Similarly, polystyrene (PS; Mw 480,000 by GPC) nanoparticle fibers were obtainable using a
NMP/ethanol system but were not achieved using THF. In the present study, therefore, we
frequently used NMP as a good solvent for polymers.
Preparation of ultrafiltration membranes
In a typical experiment, a dispersion of polymer nanoparticle fibers containing 0.1 mg of
the polymer was filtered through a CA filter with an effective area of 2.27 cm2. The polymer
weight (0.1 mg) corresponds to volumes of 5, 2 and 30 mL of the PVPh, PVDF and PANI
solutions, respectively. The filtration volume could be varied based on the effective area of
the CA filter or the desired thickness of the ultrafiltration membrane.
A scanning electron microscope (SEM)
image of the surface of a CA filter with a 200
nm cut-off is shown to the right. This image
was obtained using a Hitachi S-4800 after
coating the specimen with a 2 nm thick
platinum layer to prevent electric charging
effects. The filter evidently has many pores
several micrometers in diameter, and these
pores can be well covered by filtering a
dispersion of polymer nanoparticle fibers.

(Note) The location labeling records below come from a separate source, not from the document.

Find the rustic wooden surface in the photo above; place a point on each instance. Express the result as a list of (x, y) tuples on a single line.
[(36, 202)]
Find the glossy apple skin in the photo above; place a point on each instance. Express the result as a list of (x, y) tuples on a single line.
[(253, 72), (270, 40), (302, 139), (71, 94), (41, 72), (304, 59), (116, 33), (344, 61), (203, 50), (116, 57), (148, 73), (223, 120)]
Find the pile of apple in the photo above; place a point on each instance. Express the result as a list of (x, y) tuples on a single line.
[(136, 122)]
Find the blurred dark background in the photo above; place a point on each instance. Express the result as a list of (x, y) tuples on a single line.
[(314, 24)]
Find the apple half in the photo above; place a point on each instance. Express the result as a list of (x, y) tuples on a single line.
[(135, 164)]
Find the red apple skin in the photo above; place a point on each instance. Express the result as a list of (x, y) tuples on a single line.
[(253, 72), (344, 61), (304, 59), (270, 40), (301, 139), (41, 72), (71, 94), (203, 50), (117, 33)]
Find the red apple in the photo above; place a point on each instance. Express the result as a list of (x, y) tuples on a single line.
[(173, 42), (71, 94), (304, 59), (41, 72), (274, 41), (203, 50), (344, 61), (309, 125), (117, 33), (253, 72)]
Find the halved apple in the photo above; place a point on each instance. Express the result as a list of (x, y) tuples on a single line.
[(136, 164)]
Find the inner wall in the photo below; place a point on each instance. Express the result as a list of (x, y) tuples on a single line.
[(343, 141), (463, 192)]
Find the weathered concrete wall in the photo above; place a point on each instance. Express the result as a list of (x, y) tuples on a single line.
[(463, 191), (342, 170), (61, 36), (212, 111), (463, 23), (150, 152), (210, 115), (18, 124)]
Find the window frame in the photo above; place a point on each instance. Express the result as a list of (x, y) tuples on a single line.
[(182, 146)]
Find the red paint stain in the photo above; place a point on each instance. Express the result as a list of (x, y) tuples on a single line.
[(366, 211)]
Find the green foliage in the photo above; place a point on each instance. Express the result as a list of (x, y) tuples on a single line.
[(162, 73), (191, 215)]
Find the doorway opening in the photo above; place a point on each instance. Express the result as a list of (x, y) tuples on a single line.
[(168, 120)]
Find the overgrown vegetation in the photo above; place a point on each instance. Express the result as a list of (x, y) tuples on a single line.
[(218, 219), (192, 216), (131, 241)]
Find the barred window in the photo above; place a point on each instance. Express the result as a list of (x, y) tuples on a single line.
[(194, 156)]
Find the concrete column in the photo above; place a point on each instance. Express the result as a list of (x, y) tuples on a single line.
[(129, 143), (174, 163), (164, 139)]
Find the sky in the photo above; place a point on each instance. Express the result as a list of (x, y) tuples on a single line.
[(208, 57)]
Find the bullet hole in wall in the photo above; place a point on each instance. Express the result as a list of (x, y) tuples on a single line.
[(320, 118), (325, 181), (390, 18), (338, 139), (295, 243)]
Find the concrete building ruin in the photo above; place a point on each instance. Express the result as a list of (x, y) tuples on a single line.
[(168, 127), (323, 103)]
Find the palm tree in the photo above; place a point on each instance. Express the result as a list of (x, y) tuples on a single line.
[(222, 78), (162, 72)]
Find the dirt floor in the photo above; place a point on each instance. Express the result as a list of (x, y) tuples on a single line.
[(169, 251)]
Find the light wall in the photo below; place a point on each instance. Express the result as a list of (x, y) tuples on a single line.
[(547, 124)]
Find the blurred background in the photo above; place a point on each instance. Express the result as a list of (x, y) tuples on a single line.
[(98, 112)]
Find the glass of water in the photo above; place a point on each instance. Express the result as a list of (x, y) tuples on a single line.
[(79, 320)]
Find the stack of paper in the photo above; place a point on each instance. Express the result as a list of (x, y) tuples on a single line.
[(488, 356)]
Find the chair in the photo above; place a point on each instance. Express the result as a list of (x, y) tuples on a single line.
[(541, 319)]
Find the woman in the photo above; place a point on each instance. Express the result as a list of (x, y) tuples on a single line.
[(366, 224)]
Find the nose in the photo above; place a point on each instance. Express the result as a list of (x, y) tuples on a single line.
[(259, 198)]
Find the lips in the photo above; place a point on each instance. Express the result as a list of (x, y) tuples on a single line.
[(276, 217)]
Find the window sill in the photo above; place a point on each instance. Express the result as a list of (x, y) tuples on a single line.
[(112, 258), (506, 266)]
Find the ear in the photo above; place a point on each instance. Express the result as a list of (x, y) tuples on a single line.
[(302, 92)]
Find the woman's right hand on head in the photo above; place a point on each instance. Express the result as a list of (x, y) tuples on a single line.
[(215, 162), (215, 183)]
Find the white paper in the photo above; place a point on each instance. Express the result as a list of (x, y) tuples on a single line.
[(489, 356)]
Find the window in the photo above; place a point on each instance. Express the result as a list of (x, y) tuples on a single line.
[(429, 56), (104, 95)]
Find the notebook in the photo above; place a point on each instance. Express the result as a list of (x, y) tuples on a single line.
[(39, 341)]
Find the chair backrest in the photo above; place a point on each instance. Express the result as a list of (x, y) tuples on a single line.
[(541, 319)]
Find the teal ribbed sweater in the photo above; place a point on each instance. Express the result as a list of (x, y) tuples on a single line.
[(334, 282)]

PVDF nanoparticle fibers were usually prepared from 1 mL of a NMP solution of PVDF
(1.0 mg mL-1) and 19 mL of ethanol, using this dispersion for the preparation of the
nanoparticle membranes. The choice of ethanol as a poor solvent was important so as to
realize a high rejection rate for 5 nm Au nanoparticles. Figure S1 shows SEM images of
PVDF nanoparticle membranes prepared using water and a water/ethanol mixture as the poor
solvents as well as an image of a typical membrane obtained with ethanol. When using a 1:1
water/ethanol mixture, the membrane exhibited large pores, while employing water as the
poor solvent gave a more defined nanoparticle morphology with increased porosity. PVDF
nanoparticles prepared with water seemed to be the most rigid, while the nanoparticles
prepared with ethanol as the poor solvent were relatively soft and sticky. In the latter case, the
PVDF nanoparticles likely contained small amounts of NMP and ethanol.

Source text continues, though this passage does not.